A similar Russian strike occurred last September, when two ballistic missiles blasted a Ukrainian military academy and nearby hospital, killing more than 50 people and wounding more than 200 others.

Ukrainian authorities said a commission led by the head of the Military Law Enforcement Service has been formed to determine whether negligence or misconduct by officials contributed to the casualties in Chernihiv.

The attack was the fourth deadly strike in five months on Ukrainian military facilities. The previous three killed at least 46 soldiers and wounded more than 160, according to official reports.

Russia also has been trying disrupt Ukrainian military recruitment by hitting regional buildings coordinating the call-up.
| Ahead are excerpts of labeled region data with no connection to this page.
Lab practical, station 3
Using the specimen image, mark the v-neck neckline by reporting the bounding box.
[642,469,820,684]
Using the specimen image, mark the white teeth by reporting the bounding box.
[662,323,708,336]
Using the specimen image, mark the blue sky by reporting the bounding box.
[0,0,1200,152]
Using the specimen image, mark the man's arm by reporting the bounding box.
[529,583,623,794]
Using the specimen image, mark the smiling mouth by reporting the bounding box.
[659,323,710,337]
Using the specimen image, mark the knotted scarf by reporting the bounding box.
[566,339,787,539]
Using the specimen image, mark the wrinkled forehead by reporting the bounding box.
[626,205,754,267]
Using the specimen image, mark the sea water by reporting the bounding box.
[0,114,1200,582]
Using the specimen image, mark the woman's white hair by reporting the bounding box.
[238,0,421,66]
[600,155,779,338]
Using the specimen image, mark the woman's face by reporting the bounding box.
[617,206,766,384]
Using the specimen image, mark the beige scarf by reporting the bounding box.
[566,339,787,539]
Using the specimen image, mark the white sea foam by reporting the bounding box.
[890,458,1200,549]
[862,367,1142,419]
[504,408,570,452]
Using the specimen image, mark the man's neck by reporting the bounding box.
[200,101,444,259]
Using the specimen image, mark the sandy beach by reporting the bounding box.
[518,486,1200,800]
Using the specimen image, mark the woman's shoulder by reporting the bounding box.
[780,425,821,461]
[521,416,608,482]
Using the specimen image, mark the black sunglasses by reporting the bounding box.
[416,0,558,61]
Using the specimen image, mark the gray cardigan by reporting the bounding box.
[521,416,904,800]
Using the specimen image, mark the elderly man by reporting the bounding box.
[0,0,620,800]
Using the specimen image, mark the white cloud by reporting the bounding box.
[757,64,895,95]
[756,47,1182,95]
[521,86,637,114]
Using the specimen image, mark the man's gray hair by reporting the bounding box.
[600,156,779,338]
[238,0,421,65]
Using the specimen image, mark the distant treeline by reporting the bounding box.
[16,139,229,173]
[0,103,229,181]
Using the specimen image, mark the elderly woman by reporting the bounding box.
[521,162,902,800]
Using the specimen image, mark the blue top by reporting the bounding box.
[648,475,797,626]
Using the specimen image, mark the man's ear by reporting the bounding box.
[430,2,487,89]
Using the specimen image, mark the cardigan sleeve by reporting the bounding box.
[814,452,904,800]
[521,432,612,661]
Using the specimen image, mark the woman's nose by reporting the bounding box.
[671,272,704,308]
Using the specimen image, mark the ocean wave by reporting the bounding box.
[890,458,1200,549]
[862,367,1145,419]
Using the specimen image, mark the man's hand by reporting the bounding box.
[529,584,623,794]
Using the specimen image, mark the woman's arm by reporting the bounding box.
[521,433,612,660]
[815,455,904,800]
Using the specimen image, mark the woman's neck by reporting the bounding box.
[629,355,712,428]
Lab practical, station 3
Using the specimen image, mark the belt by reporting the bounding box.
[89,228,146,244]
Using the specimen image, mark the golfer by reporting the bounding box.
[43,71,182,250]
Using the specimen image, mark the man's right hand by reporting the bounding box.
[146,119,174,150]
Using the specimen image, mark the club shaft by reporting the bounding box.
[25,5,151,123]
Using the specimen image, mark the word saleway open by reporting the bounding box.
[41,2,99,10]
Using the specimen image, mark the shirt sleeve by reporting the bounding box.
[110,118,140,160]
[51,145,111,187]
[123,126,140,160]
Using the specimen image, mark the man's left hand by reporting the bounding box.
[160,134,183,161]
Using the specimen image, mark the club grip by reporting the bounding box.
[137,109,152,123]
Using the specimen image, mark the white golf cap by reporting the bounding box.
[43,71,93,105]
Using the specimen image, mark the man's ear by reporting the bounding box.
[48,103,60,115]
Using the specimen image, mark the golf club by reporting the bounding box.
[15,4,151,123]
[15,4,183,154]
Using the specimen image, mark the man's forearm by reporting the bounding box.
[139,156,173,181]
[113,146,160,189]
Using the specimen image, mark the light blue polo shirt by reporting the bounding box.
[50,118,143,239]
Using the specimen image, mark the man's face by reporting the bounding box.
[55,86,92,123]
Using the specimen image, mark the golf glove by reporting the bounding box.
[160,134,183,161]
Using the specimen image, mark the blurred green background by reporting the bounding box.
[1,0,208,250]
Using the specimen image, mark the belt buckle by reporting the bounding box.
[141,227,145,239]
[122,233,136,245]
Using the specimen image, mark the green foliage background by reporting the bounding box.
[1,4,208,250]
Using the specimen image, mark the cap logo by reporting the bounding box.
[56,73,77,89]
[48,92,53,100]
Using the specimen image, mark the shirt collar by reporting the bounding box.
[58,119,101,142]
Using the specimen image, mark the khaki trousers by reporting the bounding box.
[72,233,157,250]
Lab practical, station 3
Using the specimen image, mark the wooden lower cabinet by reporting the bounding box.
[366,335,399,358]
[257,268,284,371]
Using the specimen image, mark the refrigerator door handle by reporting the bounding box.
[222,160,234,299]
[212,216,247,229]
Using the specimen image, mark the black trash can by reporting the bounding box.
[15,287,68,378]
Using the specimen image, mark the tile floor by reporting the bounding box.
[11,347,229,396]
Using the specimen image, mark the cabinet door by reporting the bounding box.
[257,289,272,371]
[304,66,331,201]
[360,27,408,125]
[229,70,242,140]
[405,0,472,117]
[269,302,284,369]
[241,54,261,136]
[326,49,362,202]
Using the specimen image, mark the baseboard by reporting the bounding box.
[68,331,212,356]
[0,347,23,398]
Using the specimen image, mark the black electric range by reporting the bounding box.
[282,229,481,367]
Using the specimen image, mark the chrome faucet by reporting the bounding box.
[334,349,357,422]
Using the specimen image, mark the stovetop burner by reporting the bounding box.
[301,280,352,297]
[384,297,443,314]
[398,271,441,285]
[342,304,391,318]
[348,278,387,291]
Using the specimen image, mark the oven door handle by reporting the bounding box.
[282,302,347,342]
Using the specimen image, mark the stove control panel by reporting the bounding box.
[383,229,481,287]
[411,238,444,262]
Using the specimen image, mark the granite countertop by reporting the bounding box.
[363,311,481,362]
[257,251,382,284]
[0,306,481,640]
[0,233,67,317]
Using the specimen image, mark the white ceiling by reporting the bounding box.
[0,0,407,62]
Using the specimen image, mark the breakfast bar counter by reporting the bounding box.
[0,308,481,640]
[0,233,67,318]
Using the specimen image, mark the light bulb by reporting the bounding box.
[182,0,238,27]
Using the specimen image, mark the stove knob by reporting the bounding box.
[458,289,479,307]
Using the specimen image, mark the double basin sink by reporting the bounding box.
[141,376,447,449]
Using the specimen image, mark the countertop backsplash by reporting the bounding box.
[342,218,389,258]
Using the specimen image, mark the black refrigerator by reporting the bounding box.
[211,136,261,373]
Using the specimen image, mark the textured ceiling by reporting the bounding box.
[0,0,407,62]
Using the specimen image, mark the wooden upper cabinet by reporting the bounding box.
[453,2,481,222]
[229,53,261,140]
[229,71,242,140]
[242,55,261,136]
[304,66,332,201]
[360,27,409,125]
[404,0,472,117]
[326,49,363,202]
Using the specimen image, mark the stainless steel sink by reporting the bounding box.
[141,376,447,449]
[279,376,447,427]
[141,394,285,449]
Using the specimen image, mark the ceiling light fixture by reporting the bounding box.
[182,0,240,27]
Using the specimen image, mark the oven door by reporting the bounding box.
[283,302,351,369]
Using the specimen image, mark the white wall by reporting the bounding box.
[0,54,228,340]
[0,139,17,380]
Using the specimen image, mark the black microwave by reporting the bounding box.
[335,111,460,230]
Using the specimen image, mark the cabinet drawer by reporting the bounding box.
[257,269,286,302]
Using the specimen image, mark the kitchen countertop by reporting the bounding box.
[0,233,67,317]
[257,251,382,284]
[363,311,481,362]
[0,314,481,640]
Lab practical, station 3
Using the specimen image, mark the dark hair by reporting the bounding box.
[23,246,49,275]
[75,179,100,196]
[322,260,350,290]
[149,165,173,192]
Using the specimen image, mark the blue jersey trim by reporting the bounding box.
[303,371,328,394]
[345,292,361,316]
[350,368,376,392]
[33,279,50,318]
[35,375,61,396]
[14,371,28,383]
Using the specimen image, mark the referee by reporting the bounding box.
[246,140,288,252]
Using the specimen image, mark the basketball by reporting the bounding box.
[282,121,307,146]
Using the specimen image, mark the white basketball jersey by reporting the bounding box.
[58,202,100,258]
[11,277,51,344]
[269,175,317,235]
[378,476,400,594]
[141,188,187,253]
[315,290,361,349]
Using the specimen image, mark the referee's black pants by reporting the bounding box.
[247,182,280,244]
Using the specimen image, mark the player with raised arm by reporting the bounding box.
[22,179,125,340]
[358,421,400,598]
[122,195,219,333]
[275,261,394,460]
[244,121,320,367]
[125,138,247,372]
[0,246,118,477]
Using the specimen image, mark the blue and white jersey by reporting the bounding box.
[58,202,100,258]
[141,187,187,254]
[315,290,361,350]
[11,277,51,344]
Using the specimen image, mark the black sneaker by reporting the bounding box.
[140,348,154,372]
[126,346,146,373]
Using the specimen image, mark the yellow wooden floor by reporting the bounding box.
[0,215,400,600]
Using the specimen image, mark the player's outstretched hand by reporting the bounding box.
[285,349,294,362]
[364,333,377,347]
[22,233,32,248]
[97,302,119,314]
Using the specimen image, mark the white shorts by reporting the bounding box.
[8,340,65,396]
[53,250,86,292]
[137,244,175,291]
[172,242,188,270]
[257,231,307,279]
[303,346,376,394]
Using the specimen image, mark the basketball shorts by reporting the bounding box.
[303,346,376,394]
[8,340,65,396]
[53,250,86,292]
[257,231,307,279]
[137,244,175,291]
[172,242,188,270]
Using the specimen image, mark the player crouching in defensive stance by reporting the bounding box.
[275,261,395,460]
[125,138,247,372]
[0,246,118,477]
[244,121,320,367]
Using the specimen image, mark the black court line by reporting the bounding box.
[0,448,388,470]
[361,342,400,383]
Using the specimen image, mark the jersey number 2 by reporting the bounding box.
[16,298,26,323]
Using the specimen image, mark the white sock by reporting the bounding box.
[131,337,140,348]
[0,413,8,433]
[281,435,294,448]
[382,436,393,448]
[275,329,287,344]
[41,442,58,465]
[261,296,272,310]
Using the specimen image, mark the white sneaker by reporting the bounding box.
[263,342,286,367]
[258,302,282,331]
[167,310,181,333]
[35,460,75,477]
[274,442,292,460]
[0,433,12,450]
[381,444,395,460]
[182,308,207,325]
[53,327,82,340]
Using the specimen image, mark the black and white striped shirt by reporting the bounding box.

On Wednesday, Russian forces targeted a regional military administration building in the northern Sumy region, injuring a 75-year-old woman, the administration said. It said they struck the same building with drones last Friday and Saturday.

Ukraine badly needs more troops

Though Ukraine has more than 1 million people in uniform, including the National Guard and other units, it badly needs more.

There have been questions about how Kyiv is managing the war, from a flawed mobilization drive to the overstretching and hollowing-out of front-line units through soldiers going AWOL.

Ukrainian President Volodymyr Zelenskyy signed a bill Tuesday that allows Ukrainian men over the age of 60 to voluntarily sign contracts with the armed forces. The law allows those who want to contribute their experience and skills, particularly in noncombat or specialized roles.

In February, Ukraine’s Defense Ministry began offering new financial and other benefits that it hopes will attract men between the ages of 18 and 24 to military service. Men in that age group are exempt from the country’s draft, which covers men between 25 and 60 years old.

Ukraine has lowered its conscription age from 27 to 25, but that has failed to replenish ranks or replace battlefield losses.